Between Reforms and Resistances: The Land Question in Contemporary Latin America
Keywords:
Land tenure structure, Agrarian reform, Rural conflicts, Latin AmericaAbstract
The text offers a long-term perspective on the agrarian structure in Latin America, historically characterized by a high concentration of land, transformations in property rights, and persistent social conflicts. This structural configuration has sustained the leading role of the agro-export sector, whose technological and productive transformations have deepened rural inequalities.
Since the early 20th century, particularly after the mid-century revolutions, the debate on agrarian reform emerged as a way to democratize access to land. However, the policies implemented—ranging from redistributive models to preventive modernization strategies—generally failed to alter the concentration pattern and often contributed to its consolidation under the “Green Revolution” paradigm. At the same time, forms of resistance and political organization developed, along with disputes over the meaning of land as a productive and social resource.

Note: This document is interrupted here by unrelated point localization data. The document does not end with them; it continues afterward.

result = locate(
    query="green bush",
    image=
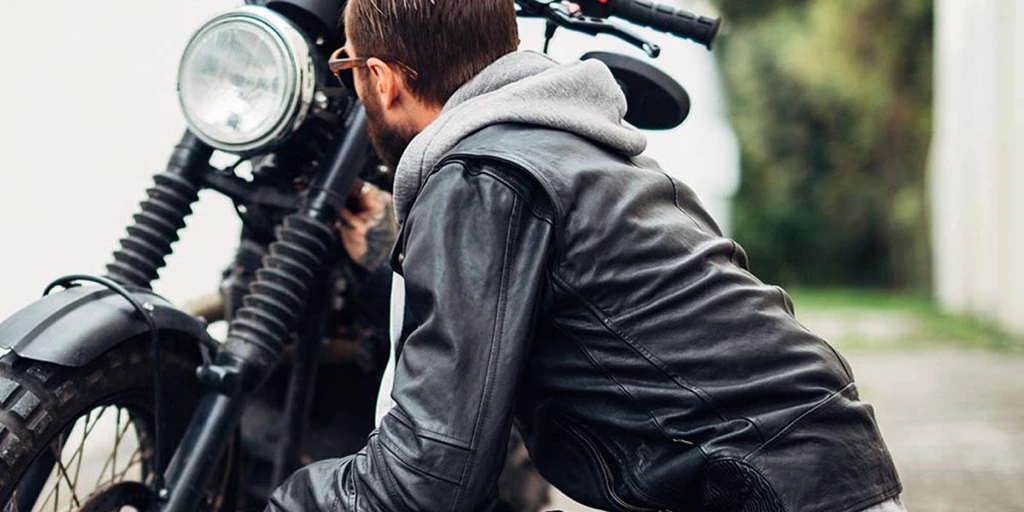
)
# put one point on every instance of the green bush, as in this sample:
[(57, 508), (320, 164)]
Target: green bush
[(832, 102)]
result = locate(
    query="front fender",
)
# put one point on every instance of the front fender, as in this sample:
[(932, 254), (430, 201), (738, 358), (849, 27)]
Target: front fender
[(76, 326)]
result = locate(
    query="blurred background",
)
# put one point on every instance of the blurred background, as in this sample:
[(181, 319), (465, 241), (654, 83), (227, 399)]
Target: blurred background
[(867, 154)]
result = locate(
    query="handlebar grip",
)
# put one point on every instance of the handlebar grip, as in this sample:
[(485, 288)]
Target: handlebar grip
[(666, 18)]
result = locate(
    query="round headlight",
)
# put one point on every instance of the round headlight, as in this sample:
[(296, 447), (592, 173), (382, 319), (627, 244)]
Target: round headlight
[(246, 80)]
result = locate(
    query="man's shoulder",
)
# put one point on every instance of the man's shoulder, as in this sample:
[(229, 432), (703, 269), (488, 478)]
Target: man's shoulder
[(526, 145)]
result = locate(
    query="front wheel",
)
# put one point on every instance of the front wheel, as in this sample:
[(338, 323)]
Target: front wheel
[(82, 438)]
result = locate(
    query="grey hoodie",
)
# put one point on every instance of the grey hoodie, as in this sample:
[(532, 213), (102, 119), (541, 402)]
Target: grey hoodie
[(523, 87)]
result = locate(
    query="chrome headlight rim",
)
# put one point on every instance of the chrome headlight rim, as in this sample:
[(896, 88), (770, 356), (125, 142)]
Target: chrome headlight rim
[(300, 84)]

The dossier introduced by this text brings together research that addresses the agrarian question from historical, institutional, and organizational perspectives. The articles analyze reform and counter-reform policies, land concentration processes, and contemporary disputes over the social function of land. Through case studies in El Salvador, Uruguay, Brazil, and Bolivia, the works highlight the persistence of an unfinished agenda surrounding the land issue, marked by new forms of concentration, territorial conflicts, state silences, and social adaptation strategies. Thus, the dossier provides analytical tools to rethink the agrarian problem in Latin America from a critical, situated, and long-term perspective.